Total Recall
This article is from the archive of The New York Sun before the launch of its new website in 2022. The Sun has neither altered nor updated such articles but will seek to correct any errors, mis-categorizations or other problems introduced during transfer.

Arnold Schwarzenegger struck Reaganesque notes last night in announcing that he will run for governor of California in the election being held along with the effort to recall the Golden State’s governor, Gray Davis. “I am an immigrant,” he said, “coming here with empty pockets but full of dreams.” He spoke of returning the state to its status as a place of opportunity and economic growth. “The most important thing is that we bring business back to California,” he said. He might also have mentioned that during the 1990s, for the first time since the government started keeping track, more people left California for other states than moved there from other states.
It will be illuminating to see whether Mr. Schwarzenegger can build a winning coalition and whether he stays faithful to these positions as the campaign wears on. His main political achievement so far has been leading the successful ballot proposition campaign for after-school programs in California schools. He billed it in part as an anti-crime measure. A recall cam paign has its downsides. There is something to be said for the stability of a system where terms are predictable and where governments can’t fall mid-term by a lack of confidence vote. In some ways the recall seems more akin to something
that would happen in Europe than in America. If an executive is truly guilty of malfeasance, there is always the option of impeachment. But if Mr. Davis is to be replaced mid-term, it seems to us that the voters of California could do a lot worse than to choose as his successor a pro-immigrant, pro-business, tough-on-crime Republican.
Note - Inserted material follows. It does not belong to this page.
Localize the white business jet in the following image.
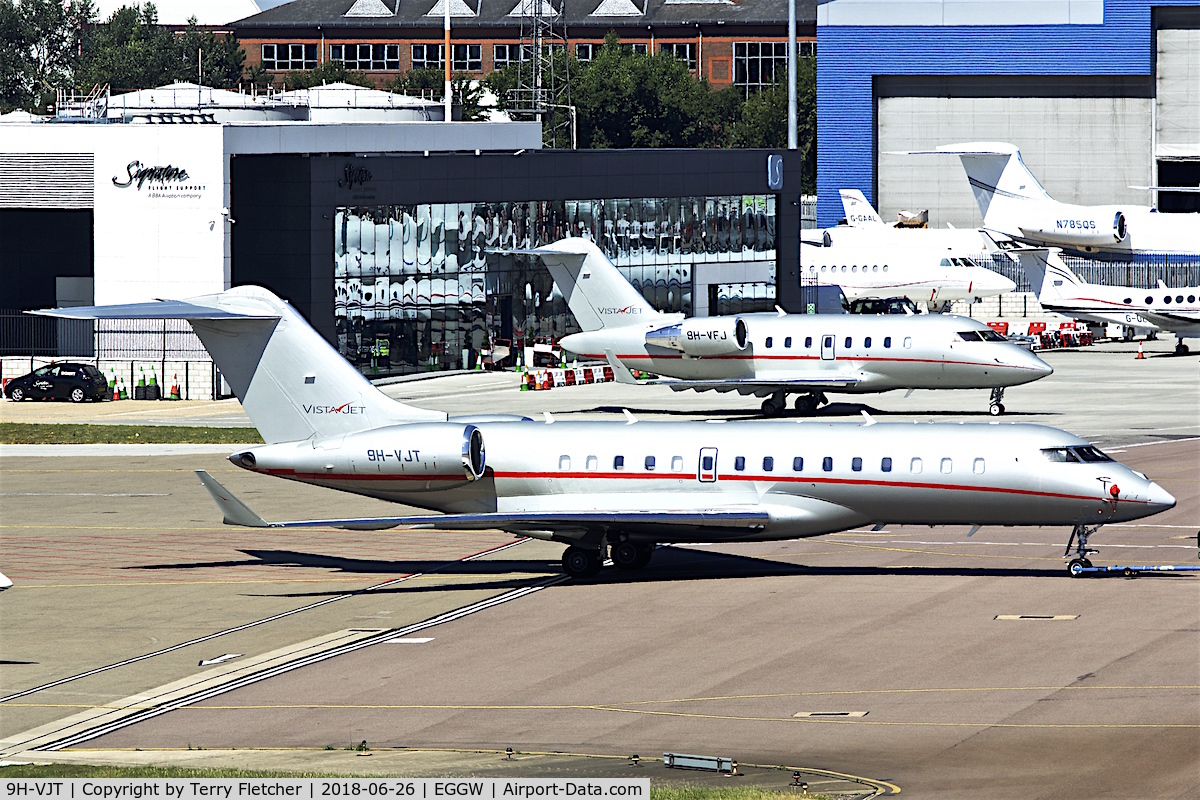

All of this is of importance to more than just California, because for Republican presidential candidates in recent elections the trick has been to find out how to win the country without New York and California. If Mr. Schwarzenegger proves that California can once again vote GOP, and President Bush makes an impression during the convention at New York City, we could see quite the deterioration of that great Red-Blue divide of which pundits made such a big deal last time around.